Il caffè biologico, importante strumento per tutelare l’ambiente

Sino a non molti decenni fa la coltivazione del caffè avveniva ancora seguendo metodologie tradizionali rispettose dell’ambiente e della biodiversità. Con la sempre maggiore diffusione dei prodotti chimici di sintesi, e il cambiamento delle tecniche colturali, le produzioni di caffè a livello globale sono aumentate in termini di quantità ma l’ambiente ha pagato tutto ciò a caro prezzo. Ecco perché è importante tornare a produrre il caffè biologico.

Caffè biologico

I problemi ambientali legati alla coltivazione del caffè biologico

Non sono solamente le condizioni di vita e di lavoro delle persone che coltivano il caffè a dover essere tenute in considerazione, ma anche l’ambiente circostante. In origine, infatti, il caffè veniva coltivato all’ombra degli alberi e questo ‘sodalizio’ rappresentava l’habitat ideale per una grande biodiversità sia di animali che di piante. I coltivatori utilizzavano la polpa delle bacche di caffè per fertilizzare il terreno, mentre i fertilizzanti di sintesi e i prodotti fitosanitari erano del tutto sconosciuti.

Durante gli anni ’70 e ’80 la tecnica colturale del caffè subì un notevole cambiamento: gli alberi vennero eliminati per lasciare spazio a ben più redditizie coltivazioni in pieno sole, ma per l’aumento della produttività il prezzo che dovette pagare l’ambiente fu (ed è tuttora) davvero alto. Le foreste e la biodiversità vennero distrutte, mentre si assistette alla degradazione del suolo ed all’inquinamento delle acque causato dall’utilizzo di prodotti chimici. Ancor oggi, per lasciar spazio alle piantagioni di caffè, vengono ogni anno sacrificati ettari ed ettari di aree naturali.

L’importanza del ritorno alle coltivazioni biologiche

Inquinamento, erosione del suolo, perdita di biodiversità e deforestazione sono problemi che stanno sempre più a cuore alle persone che ogni giorno consumano il caffè nei paesi occidentali. La risposta concreta a questa crescente attenzione nei confronti delle questioni ambientali è rappresentata dalla diffusione delle coltivazioni di caffè biologico.

Questo caffè viene prodotto con metodologie più rispettose dell’ambiente ed a minore impatto, e parallelamente vengono spesso portati avanti anche progetti finalizzati al miglioramento della qualità della vita e a una giusta retribuzione economica per i lavoratori. Ai coltivatori del commercio equo e solidale che attuano produzioni biologiche vengono inoltre corrisposte maggiori somme di denaro per l’acquisto dei loro prodotti.

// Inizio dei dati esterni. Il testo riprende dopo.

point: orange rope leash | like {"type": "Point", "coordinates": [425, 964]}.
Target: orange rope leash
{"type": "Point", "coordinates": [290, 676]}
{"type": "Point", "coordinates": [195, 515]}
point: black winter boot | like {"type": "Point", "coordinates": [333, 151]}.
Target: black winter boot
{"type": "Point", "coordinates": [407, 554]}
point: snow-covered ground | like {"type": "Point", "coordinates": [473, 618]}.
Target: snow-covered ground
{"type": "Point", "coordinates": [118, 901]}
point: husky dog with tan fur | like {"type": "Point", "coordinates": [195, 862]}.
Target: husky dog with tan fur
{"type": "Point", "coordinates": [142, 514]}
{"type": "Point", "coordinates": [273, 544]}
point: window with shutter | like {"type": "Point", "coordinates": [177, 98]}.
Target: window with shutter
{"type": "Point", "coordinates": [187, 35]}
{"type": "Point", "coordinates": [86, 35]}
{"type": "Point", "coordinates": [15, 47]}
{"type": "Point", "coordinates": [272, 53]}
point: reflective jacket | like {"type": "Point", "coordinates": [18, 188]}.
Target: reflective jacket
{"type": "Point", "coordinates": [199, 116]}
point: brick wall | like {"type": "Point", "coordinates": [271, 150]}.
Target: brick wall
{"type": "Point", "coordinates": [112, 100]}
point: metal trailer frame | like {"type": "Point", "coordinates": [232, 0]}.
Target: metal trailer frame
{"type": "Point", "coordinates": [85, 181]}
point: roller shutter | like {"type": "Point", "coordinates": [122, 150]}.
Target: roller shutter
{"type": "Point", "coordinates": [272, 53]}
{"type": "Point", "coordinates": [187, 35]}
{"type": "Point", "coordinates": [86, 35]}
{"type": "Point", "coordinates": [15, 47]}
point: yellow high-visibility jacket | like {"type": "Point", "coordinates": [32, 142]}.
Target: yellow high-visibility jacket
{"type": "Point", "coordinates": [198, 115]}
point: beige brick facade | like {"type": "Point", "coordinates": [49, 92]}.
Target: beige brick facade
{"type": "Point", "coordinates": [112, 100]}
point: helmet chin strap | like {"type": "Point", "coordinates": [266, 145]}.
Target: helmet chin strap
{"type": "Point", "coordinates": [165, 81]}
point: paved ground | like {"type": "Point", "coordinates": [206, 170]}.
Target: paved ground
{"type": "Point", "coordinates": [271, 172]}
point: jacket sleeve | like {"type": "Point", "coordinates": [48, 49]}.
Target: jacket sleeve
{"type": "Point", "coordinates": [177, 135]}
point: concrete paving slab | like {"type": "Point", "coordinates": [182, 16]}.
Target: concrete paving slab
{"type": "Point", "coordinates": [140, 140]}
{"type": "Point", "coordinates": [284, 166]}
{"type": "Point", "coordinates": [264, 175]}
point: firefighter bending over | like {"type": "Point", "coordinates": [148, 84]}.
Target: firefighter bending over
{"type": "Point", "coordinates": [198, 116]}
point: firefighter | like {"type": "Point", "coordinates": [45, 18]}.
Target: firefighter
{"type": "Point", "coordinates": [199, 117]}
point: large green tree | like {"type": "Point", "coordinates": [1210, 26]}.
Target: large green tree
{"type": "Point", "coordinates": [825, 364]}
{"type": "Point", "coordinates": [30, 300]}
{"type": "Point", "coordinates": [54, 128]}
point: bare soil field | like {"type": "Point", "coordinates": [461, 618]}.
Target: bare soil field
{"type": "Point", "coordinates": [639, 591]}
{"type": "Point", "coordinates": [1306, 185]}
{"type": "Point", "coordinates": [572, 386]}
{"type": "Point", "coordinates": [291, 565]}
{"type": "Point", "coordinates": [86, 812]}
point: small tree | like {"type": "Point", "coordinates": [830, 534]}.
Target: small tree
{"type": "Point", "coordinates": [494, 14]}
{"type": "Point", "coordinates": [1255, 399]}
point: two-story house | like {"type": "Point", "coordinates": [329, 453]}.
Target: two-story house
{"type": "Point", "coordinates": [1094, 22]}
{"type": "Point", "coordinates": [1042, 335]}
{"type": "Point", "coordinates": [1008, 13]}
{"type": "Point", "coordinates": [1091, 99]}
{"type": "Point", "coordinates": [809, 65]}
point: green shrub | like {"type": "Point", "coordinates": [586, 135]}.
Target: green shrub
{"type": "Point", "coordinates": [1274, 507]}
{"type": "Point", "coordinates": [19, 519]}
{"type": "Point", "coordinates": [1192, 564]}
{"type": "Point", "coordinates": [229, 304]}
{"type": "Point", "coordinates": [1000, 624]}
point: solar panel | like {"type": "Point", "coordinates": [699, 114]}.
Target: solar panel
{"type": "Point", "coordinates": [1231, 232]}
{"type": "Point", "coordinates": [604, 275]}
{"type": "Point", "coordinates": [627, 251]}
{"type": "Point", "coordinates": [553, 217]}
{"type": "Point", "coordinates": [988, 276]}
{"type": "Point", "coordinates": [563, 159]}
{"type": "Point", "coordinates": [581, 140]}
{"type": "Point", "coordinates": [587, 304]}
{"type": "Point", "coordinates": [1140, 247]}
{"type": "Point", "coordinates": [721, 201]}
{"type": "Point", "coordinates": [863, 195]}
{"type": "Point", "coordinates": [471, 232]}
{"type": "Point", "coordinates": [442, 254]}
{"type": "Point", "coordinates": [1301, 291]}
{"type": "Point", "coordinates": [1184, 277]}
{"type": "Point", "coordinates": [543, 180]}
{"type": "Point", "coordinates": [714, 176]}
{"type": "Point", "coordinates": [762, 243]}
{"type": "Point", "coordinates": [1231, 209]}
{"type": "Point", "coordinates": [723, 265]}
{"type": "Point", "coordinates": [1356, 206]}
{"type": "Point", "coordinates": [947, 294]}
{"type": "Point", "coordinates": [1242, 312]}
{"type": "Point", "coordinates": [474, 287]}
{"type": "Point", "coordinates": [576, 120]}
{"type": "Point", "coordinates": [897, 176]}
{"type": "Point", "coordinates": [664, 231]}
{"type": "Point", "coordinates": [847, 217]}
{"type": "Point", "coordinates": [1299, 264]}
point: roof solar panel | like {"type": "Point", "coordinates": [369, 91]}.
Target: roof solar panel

Ma come si produce questo caffè rispettoso dell’ambiente? Molto si sta facendo per ripristinare le tecniche colturali utilizzate una volta, in particolare facendo ‘ritornare’ le piante del caffè sotto l’ombra dei grandi alberi. Grazie a questo approccio è possibile promuovere le naturali relazioni ecologiche fra piante ed animali, ridurre l’impatto delle coltivazioni sull’ambiente e promuovere la biodiversità.

I vantaggi del caffè biologico sull’ambiente e sulla produttività

L’elevata biodiversità che si riscontra in queste coltivazioni sotto gli alberi della foresta permette la formazione di complesse reti alimentari, nelle quali uccelli, rettili e piccoli mammiferi si nutrono degli insetti erbivori che a loro volta si cibano delle piante di caffè. In questo modo è la natura stessa a controllare gli organismi potenzialmente dannosi per le coltivazioni, e questo fa sì che non vi sia la necessità di ricorrere a pesticidi o altri prodotti fitosanitari.

Grazie alla presenza di molti insetti impollinatori, inoltre, nelle coltivazioni biologiche di caffè la produttività è superiore. Uno studio effettuato in Indonesia ha dimostrato ad esempio come nelle piante di caffè visitate da tre specie di api il 60% dei fiori si trasformasse in frutto; quando gli insetti impollinatori erano venti o più, la percentuale di frutti formati saliva al 90%.